Described with wit, poignancy and humour over the course of the twentieth century, Kitty emerges as an eccentric heroine who disrupts her privileged, porcelain life with both major force and minor transgressions. As human foibles propel each delicately crafted text, Coulson playfully asks: who really gets to tell our stories?

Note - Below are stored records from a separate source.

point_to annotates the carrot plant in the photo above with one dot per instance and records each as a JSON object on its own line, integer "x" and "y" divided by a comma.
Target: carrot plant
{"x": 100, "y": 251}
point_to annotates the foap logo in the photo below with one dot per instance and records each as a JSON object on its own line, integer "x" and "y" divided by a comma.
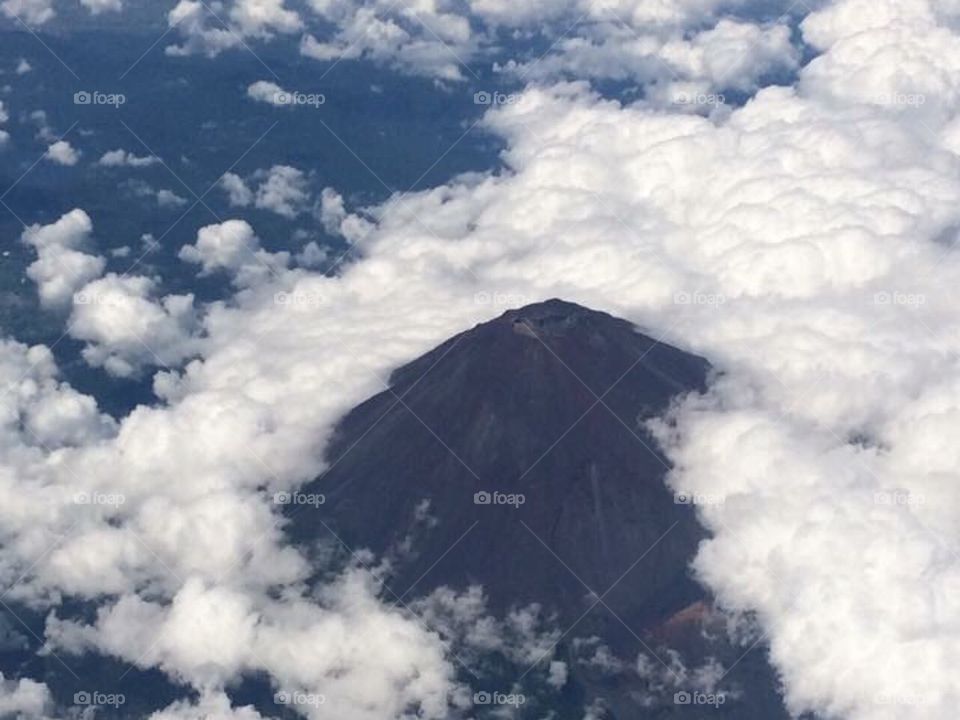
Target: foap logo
{"x": 514, "y": 500}
{"x": 699, "y": 698}
{"x": 95, "y": 698}
{"x": 310, "y": 499}
{"x": 899, "y": 99}
{"x": 299, "y": 99}
{"x": 496, "y": 98}
{"x": 502, "y": 299}
{"x": 498, "y": 698}
{"x": 310, "y": 300}
{"x": 699, "y": 99}
{"x": 103, "y": 499}
{"x": 685, "y": 498}
{"x": 899, "y": 498}
{"x": 299, "y": 699}
{"x": 903, "y": 299}
{"x": 102, "y": 300}
{"x": 95, "y": 97}
{"x": 714, "y": 300}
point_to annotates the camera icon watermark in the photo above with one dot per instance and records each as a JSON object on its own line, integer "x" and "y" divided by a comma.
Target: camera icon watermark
{"x": 901, "y": 99}
{"x": 501, "y": 299}
{"x": 714, "y": 300}
{"x": 699, "y": 99}
{"x": 514, "y": 500}
{"x": 95, "y": 97}
{"x": 699, "y": 698}
{"x": 95, "y": 698}
{"x": 299, "y": 698}
{"x": 96, "y": 498}
{"x": 298, "y": 498}
{"x": 309, "y": 300}
{"x": 902, "y": 299}
{"x": 299, "y": 99}
{"x": 899, "y": 498}
{"x": 686, "y": 498}
{"x": 493, "y": 98}
{"x": 499, "y": 698}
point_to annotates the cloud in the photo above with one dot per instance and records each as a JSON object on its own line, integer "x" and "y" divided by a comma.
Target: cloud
{"x": 31, "y": 12}
{"x": 24, "y": 699}
{"x": 4, "y": 116}
{"x": 169, "y": 199}
{"x": 232, "y": 246}
{"x": 63, "y": 153}
{"x": 268, "y": 92}
{"x": 283, "y": 190}
{"x": 62, "y": 267}
{"x": 96, "y": 7}
{"x": 204, "y": 32}
{"x": 126, "y": 327}
{"x": 803, "y": 242}
{"x": 238, "y": 193}
{"x": 122, "y": 158}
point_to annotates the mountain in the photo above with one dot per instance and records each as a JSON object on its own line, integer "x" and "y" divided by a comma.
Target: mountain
{"x": 514, "y": 457}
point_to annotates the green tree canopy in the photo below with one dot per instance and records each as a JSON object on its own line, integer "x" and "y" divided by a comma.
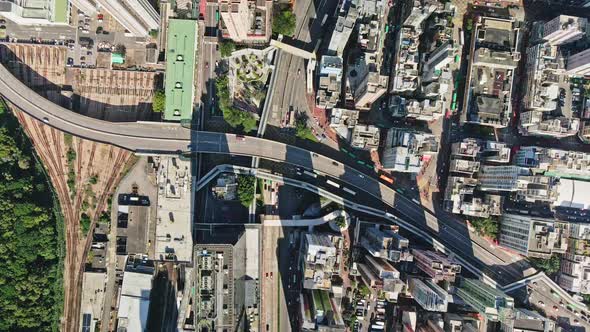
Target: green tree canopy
{"x": 284, "y": 23}
{"x": 30, "y": 252}
{"x": 485, "y": 227}
{"x": 549, "y": 266}
{"x": 233, "y": 116}
{"x": 159, "y": 101}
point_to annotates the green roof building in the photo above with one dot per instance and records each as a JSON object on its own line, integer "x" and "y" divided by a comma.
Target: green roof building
{"x": 117, "y": 58}
{"x": 180, "y": 69}
{"x": 492, "y": 303}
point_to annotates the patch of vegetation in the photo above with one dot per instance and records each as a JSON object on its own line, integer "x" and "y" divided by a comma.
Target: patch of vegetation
{"x": 71, "y": 155}
{"x": 31, "y": 249}
{"x": 105, "y": 217}
{"x": 246, "y": 189}
{"x": 469, "y": 25}
{"x": 549, "y": 266}
{"x": 154, "y": 33}
{"x": 485, "y": 227}
{"x": 363, "y": 290}
{"x": 340, "y": 221}
{"x": 68, "y": 139}
{"x": 284, "y": 23}
{"x": 226, "y": 48}
{"x": 93, "y": 179}
{"x": 301, "y": 129}
{"x": 234, "y": 117}
{"x": 85, "y": 223}
{"x": 159, "y": 101}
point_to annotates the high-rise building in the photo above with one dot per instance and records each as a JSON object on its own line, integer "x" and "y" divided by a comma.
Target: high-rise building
{"x": 406, "y": 150}
{"x": 429, "y": 295}
{"x": 579, "y": 63}
{"x": 574, "y": 274}
{"x": 43, "y": 12}
{"x": 492, "y": 303}
{"x": 532, "y": 236}
{"x": 501, "y": 178}
{"x": 564, "y": 29}
{"x": 381, "y": 275}
{"x": 436, "y": 265}
{"x": 320, "y": 260}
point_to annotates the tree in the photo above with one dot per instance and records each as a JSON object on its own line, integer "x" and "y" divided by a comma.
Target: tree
{"x": 154, "y": 33}
{"x": 284, "y": 23}
{"x": 85, "y": 223}
{"x": 469, "y": 24}
{"x": 226, "y": 48}
{"x": 301, "y": 129}
{"x": 340, "y": 222}
{"x": 238, "y": 118}
{"x": 364, "y": 291}
{"x": 485, "y": 227}
{"x": 549, "y": 266}
{"x": 159, "y": 101}
{"x": 30, "y": 249}
{"x": 246, "y": 189}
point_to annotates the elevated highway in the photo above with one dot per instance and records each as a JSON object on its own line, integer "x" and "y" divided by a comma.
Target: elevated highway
{"x": 173, "y": 138}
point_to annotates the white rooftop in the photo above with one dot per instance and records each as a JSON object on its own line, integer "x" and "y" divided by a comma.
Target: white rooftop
{"x": 135, "y": 301}
{"x": 573, "y": 193}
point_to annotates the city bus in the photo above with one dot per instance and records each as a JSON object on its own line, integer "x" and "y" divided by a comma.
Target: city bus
{"x": 386, "y": 178}
{"x": 332, "y": 183}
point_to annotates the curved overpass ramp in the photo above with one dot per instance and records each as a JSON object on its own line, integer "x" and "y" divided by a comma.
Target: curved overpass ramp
{"x": 171, "y": 138}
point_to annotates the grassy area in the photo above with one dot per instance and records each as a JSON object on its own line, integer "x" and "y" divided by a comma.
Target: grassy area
{"x": 31, "y": 227}
{"x": 246, "y": 189}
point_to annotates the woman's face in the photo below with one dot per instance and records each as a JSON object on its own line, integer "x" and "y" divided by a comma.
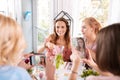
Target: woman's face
{"x": 60, "y": 28}
{"x": 86, "y": 30}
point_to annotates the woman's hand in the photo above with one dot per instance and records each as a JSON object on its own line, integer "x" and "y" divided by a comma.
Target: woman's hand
{"x": 50, "y": 45}
{"x": 25, "y": 63}
{"x": 89, "y": 60}
{"x": 50, "y": 69}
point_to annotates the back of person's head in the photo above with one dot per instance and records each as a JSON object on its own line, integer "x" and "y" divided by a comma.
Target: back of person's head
{"x": 108, "y": 49}
{"x": 93, "y": 23}
{"x": 12, "y": 42}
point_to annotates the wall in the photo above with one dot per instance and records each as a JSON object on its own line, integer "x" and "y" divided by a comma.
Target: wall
{"x": 27, "y": 24}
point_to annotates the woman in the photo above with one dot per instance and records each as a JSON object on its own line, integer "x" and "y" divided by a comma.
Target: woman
{"x": 90, "y": 28}
{"x": 107, "y": 55}
{"x": 12, "y": 44}
{"x": 60, "y": 37}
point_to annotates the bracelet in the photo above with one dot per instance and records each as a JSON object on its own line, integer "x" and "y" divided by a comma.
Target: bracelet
{"x": 74, "y": 72}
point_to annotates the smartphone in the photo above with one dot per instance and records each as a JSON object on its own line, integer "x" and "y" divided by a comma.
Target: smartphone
{"x": 37, "y": 59}
{"x": 79, "y": 44}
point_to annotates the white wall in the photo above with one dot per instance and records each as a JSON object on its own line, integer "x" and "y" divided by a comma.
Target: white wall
{"x": 27, "y": 24}
{"x": 114, "y": 12}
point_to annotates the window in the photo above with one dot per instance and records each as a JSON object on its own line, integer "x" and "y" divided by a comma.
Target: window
{"x": 87, "y": 8}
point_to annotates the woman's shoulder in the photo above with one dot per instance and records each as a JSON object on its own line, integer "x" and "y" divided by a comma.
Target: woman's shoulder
{"x": 103, "y": 78}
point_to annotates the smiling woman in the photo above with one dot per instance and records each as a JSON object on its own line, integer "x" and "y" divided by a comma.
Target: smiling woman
{"x": 60, "y": 37}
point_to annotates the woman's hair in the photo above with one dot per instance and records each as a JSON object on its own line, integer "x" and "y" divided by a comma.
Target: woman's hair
{"x": 80, "y": 38}
{"x": 67, "y": 34}
{"x": 93, "y": 23}
{"x": 12, "y": 42}
{"x": 108, "y": 49}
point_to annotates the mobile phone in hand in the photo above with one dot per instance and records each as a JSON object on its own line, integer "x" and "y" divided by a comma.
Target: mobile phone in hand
{"x": 79, "y": 44}
{"x": 37, "y": 59}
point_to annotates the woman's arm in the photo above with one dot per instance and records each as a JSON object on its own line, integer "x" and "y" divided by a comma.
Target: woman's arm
{"x": 75, "y": 65}
{"x": 92, "y": 64}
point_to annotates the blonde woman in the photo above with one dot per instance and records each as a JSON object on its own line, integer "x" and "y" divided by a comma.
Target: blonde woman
{"x": 12, "y": 44}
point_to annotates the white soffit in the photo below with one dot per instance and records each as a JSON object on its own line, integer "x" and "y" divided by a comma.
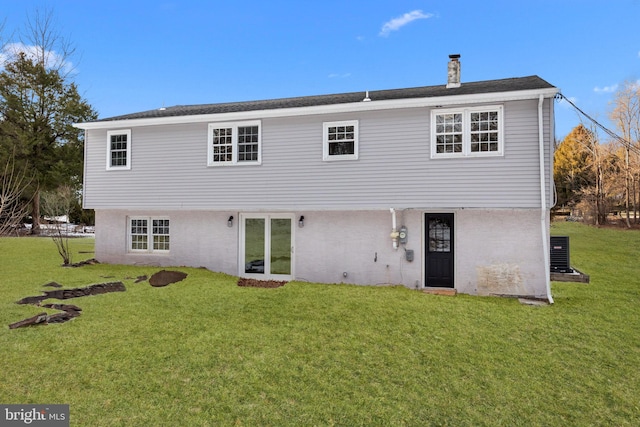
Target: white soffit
{"x": 441, "y": 101}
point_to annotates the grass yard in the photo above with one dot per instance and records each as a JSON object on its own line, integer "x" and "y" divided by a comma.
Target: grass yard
{"x": 205, "y": 352}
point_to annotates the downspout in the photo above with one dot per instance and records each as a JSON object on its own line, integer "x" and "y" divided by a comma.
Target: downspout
{"x": 394, "y": 230}
{"x": 543, "y": 207}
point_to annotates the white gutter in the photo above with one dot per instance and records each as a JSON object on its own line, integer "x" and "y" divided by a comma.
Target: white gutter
{"x": 543, "y": 207}
{"x": 351, "y": 107}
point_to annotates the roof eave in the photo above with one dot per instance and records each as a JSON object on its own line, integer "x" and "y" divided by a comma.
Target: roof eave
{"x": 327, "y": 109}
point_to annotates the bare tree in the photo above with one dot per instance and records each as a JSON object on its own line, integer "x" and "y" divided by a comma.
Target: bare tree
{"x": 626, "y": 116}
{"x": 13, "y": 206}
{"x": 39, "y": 104}
{"x": 57, "y": 207}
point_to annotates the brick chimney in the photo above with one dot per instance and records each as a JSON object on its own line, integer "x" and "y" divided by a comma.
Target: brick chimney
{"x": 453, "y": 72}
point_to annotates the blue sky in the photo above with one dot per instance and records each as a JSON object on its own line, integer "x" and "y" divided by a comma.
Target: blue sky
{"x": 138, "y": 55}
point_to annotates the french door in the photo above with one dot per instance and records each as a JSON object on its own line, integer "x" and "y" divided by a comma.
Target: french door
{"x": 266, "y": 246}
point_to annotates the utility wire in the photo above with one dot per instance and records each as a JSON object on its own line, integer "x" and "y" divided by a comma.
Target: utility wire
{"x": 609, "y": 132}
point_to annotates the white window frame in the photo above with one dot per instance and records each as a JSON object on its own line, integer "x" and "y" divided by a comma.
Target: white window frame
{"x": 466, "y": 131}
{"x": 111, "y": 133}
{"x": 325, "y": 141}
{"x": 234, "y": 143}
{"x": 150, "y": 235}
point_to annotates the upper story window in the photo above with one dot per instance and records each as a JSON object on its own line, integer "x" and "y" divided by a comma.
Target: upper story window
{"x": 340, "y": 140}
{"x": 119, "y": 149}
{"x": 476, "y": 131}
{"x": 149, "y": 234}
{"x": 234, "y": 143}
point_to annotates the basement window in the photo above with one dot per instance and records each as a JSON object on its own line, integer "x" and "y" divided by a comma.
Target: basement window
{"x": 149, "y": 234}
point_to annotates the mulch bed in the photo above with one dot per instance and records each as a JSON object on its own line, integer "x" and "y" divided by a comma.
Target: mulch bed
{"x": 254, "y": 283}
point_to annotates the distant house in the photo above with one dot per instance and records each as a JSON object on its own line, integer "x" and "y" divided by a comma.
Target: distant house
{"x": 443, "y": 186}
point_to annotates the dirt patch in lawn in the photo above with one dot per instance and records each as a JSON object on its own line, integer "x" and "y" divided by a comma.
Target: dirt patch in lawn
{"x": 67, "y": 311}
{"x": 254, "y": 283}
{"x": 165, "y": 277}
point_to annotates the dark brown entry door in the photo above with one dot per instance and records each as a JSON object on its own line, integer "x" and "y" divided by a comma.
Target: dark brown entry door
{"x": 439, "y": 251}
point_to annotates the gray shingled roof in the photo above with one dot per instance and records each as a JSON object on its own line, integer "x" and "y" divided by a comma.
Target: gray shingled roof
{"x": 489, "y": 86}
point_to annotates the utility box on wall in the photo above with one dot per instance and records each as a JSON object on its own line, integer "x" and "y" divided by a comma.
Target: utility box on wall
{"x": 560, "y": 261}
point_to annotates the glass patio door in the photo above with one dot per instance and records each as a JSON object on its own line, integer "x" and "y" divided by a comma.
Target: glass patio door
{"x": 266, "y": 248}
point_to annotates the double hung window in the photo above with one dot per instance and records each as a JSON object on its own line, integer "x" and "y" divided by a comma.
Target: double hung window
{"x": 234, "y": 143}
{"x": 119, "y": 149}
{"x": 340, "y": 140}
{"x": 147, "y": 234}
{"x": 470, "y": 132}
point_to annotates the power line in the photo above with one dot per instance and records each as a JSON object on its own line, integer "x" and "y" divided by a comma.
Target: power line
{"x": 608, "y": 131}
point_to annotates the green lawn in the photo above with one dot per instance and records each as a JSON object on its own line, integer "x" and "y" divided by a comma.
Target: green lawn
{"x": 207, "y": 352}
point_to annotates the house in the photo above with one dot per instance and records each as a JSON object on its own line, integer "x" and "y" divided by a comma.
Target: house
{"x": 444, "y": 186}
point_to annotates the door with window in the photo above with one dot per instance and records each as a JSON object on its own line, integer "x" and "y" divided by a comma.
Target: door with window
{"x": 266, "y": 246}
{"x": 439, "y": 251}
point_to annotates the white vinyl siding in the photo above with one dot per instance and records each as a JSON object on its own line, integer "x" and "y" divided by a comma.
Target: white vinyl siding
{"x": 119, "y": 149}
{"x": 234, "y": 143}
{"x": 394, "y": 167}
{"x": 340, "y": 140}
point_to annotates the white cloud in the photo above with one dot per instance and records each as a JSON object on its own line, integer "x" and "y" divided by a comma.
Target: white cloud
{"x": 51, "y": 57}
{"x": 339, "y": 76}
{"x": 606, "y": 89}
{"x": 396, "y": 23}
{"x": 565, "y": 104}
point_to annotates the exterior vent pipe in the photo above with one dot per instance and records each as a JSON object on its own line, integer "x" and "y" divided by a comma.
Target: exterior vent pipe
{"x": 453, "y": 72}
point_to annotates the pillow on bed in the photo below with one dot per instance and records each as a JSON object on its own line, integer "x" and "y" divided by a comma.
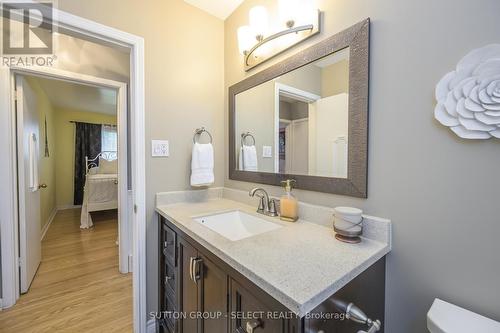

'Heartbreaking and funny . . . truly masterful and patient and insane, in the best way' Leanne Shapton
'Wry, humorous, poignant' Spectator
PUBLISHERS WEEKLY
Coulson's innovative yet disappointing sophomore outing (after Metropolitan Stories) is an experiment in structure that details the life of an American socialite through museum wall labels. Born in 1906, Kitty Whitaker is "all fireworks, golden child." The novel's first label belongs to a portrait of Kitty at age five and describes her as a "delirious display of Bernini verve and unrivaled WASP artistry." In subsequent portrait captions, Kitty is depicted as confident, a little cruel, and ready to take her place as the "centerpiece of a dynastic collection" through her 1926 marriage to the heir of a Pittsburgh mining fortune. Though her wedding initially seems to be the first of many triumphs, Kitty's life takes an unexpected turn when she's unable to bear a child and her husband dies in WWII. In the following decades, she remarries, seduces a stepson, and, at age 69, even applies for a job as a docent at the Metropolitan Museum. The prose is often witty and dynamic, but the constrained format limits the story rather than adding to it, and the mildly feminist arc of Kitty's self-realization feels predictable. Despite its novel structure, this turns out to be an unsatisfying showcase.